Saudi Arabia is believed to be building its clandestine nuclear program with the help of nuclear scientists from Pakistan. Earlier this week an Arabic news website published claims that Saudi Arabia has secretly constructed nuclear laboratories beneath several newly-built prisons. According to the magazine Israel Today, the website also "cited intelligence reports that indicated the Saudis are constructing a massive underground nuclear center and missile base south of the capital of Riyadh."
It has long been speculated that Saudi Arabia is developing a nuclear weapons program. In fact, evidence suggests that Saudi Arabia's quest for the bomb began as early as 1975. It has stayed under the radar primarily because of a scarcity of hard evidence, but also in large part because the United States' willingness to turn a blind eye to the problem. Saudi Arabia is an important strategic ally that the US cannot afford to alienate.
Perhaps some of the most compelling evidence for Saudi Arabia's nuclear activities was provided by a man named Muhammad Khilevi, a former UN official who defected from Saudi Arabia in 1994. After defecting he turned over more than 10,000 documents to the IAEA that were obtained from the Saudi Arabian Embassy. The documents show that between 1985 and 1990, the Saudi government paid up to 5 billion dollars to Saddam Hussein to build a nuclear weapon.
In the late 1980's Saudi Arabia purchased a stockpile of ballistic missiles with a 3,500 km range, capable of carrying nuclear, chemical and biological warheads. The Chinese CSS-2 missiles were deployed at the El-Solayil and Al-Jofar military bases. According to the International Institute for Strategic Studies in London, "missiles of such range are difficult to justify unless they carry nuclear weapons. They are too elaborate and expensive to make sense for anything else." While these missiles are now largely considered obsolete, they are still considered convincing evidence of Saudi Arabia's nuclear ambitions.
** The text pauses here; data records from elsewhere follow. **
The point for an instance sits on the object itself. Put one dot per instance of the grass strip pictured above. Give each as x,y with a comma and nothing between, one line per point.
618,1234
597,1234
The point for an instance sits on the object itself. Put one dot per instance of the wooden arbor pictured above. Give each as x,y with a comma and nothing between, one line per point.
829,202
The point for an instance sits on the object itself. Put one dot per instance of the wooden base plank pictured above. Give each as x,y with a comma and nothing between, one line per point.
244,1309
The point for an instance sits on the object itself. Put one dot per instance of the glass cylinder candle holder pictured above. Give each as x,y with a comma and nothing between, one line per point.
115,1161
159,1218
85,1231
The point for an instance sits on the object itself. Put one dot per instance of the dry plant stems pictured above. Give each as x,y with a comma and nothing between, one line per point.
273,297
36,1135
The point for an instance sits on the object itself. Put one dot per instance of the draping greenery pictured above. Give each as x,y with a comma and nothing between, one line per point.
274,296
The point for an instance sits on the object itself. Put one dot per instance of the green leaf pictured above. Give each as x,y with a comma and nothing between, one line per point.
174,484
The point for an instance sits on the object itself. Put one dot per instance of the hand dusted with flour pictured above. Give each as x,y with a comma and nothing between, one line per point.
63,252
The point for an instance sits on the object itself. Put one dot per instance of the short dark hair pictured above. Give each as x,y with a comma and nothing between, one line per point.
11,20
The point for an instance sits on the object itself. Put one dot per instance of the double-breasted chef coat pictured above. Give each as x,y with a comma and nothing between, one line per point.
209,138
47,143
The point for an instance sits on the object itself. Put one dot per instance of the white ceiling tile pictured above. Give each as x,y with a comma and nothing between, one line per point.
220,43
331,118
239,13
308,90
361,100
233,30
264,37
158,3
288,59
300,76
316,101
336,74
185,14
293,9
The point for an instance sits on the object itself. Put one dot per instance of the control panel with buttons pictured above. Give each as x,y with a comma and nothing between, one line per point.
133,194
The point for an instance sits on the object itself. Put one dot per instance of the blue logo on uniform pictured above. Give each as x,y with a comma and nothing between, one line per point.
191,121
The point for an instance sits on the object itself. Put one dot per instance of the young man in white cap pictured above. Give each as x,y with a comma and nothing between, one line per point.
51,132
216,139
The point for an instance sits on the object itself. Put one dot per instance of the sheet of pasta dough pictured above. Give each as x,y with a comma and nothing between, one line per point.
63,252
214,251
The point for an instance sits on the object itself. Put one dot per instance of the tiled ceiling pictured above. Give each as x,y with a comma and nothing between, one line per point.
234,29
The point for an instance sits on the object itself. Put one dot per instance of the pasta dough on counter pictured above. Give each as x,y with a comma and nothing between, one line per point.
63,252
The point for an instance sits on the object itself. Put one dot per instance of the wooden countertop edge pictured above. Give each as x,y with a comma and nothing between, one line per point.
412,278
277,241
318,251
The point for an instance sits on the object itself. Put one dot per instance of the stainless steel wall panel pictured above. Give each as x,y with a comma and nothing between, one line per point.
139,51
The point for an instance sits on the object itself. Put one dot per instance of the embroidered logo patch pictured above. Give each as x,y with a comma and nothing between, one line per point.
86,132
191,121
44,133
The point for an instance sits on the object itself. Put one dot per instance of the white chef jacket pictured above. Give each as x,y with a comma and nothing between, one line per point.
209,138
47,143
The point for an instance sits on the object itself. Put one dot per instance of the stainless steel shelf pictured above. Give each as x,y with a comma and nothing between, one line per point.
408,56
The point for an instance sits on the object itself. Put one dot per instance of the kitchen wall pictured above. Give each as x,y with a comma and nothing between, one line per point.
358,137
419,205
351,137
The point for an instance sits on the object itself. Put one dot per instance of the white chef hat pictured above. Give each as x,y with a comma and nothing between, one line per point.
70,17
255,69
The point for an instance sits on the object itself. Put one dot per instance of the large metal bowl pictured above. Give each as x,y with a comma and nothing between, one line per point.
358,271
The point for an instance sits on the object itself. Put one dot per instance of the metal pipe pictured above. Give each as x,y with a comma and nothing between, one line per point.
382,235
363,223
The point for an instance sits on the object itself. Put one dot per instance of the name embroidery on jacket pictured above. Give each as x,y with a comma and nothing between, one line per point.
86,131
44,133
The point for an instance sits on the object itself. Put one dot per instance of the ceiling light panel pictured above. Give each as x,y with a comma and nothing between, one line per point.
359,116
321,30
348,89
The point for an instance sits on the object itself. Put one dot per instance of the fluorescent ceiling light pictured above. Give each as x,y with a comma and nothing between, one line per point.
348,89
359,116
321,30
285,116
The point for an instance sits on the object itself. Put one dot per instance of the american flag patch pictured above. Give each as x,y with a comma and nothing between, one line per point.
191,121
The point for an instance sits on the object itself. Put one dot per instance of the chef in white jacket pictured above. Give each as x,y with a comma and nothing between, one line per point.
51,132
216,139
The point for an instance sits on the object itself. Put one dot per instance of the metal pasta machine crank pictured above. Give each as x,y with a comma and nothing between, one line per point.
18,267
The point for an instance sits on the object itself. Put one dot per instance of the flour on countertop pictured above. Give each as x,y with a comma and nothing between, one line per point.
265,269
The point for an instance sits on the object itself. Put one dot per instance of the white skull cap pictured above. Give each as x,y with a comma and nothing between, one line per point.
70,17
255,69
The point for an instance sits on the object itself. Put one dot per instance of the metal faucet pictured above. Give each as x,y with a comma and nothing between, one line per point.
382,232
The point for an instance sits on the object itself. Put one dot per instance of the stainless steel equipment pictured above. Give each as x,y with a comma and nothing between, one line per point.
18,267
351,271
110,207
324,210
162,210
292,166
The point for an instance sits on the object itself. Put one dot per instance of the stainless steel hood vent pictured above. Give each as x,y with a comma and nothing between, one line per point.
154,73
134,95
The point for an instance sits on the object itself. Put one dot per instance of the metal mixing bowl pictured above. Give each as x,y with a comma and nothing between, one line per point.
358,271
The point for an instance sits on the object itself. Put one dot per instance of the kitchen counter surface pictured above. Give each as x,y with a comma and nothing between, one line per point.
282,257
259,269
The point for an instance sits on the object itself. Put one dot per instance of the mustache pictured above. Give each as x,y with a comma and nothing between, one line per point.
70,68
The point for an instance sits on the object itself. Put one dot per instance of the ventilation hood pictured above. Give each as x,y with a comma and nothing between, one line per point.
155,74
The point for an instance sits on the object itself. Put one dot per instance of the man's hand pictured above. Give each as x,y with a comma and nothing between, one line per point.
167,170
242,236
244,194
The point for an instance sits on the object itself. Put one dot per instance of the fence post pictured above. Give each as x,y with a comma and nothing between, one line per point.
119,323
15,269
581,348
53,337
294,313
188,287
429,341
Experts believe that Saudi Arabia has also helped to fund Pakistan's nuclear program. The Saudis are believed to have exchanged both cash payments and free oil for nuclear technology. In fact, Saudi Arabia has provided Pakistan with an estimated 1.2 billion dollars worth of oil a year for the past ten years, virtually free of cost. In May 1999, the Saudi Defense Minister visited Pakistan's highly restricted uranium enrichment and missile assembly factory where he was reportedly briefed by A.Q. Khan - the father of Pakistan's nuclear program. High-level defense officials from the two countries have met repeatedly in recent years, fueling speculation about Saudi Arabia's nuclear activities.
In October of 2003, the Washington Times cited a senior intelligence officer in the Israeli defense forces, alleging that the Saudis had gone to Islamabad with the intention of buying Pakistani warheads to be placed on Saudi land-based missiles. Intelligence sources also indicate that between October 2004 and January 2005, under cover of the hajj (pilgrimage to Mecca), several Pakistani scientists slipped into Saudi Arabia to meet with Saudi scientists and defense officials.
In June of 2005 Saudi Arabia signed on to the IAEA Small Quantities Protocol. The agreement prevents the UN's International Atomic Energy Agency from monitoring Saudi Arabia's nuclear program. It is perhaps best described as a loophole in outdated IAEA regulations: countries with small quantities of uranium can sign an agreement exempting them from investigation.
Born of more trusting days, the protocol frees countries from reporting the possession of up to 10 tons of natural uranium - or up to 20 tons of depleted uranium, depending on the degree of enrichment - and 2.2 pounds of plutonium. However experts say 10 tons of natural uranium can be processed into the material for up to two nuclear warheads. The agreement also allows them to keep silent about work on nuclear facilities secret until six months before they are ready for operation.
Saudi Arabia is technically our ally, but US-Saudi relations have been under constant strain since the 1991 Persian Gulf War. Many Saudis would like to see their country end its cooperation with the US. A Saudi survey taken shortly after the September 11 attacks reported that 95 percent of educated Saudi men between the ages of 25 and 41 backed bin Laden's cause. Furthermore, of the 19 hijackers, 15 were Saudi citizens. Many al-Qaeda fighters are from Saudi Arabia, as is Osama bin Laden himself.
Before September 11, Saudi Arabia, the United Arab Emirates and Pakistan were the only countries that recognized and aided Afghanistan's Taliban regime. In fact, Saudi Arabia still helps to fund some 15,000 religious schools in Pakistan. Students memorize the Koran and are indoctrinated with anti-American, anti-Israeli and anti-Indian propaganda. They are also encouraged to engage in jihad to defeat a "global conspiracy to destroy Islam". These schools supplied thousands of recruits for the Taliban militia in Afghanistan and are still being used to recruit militants to fight the US-led forces in the Middle East.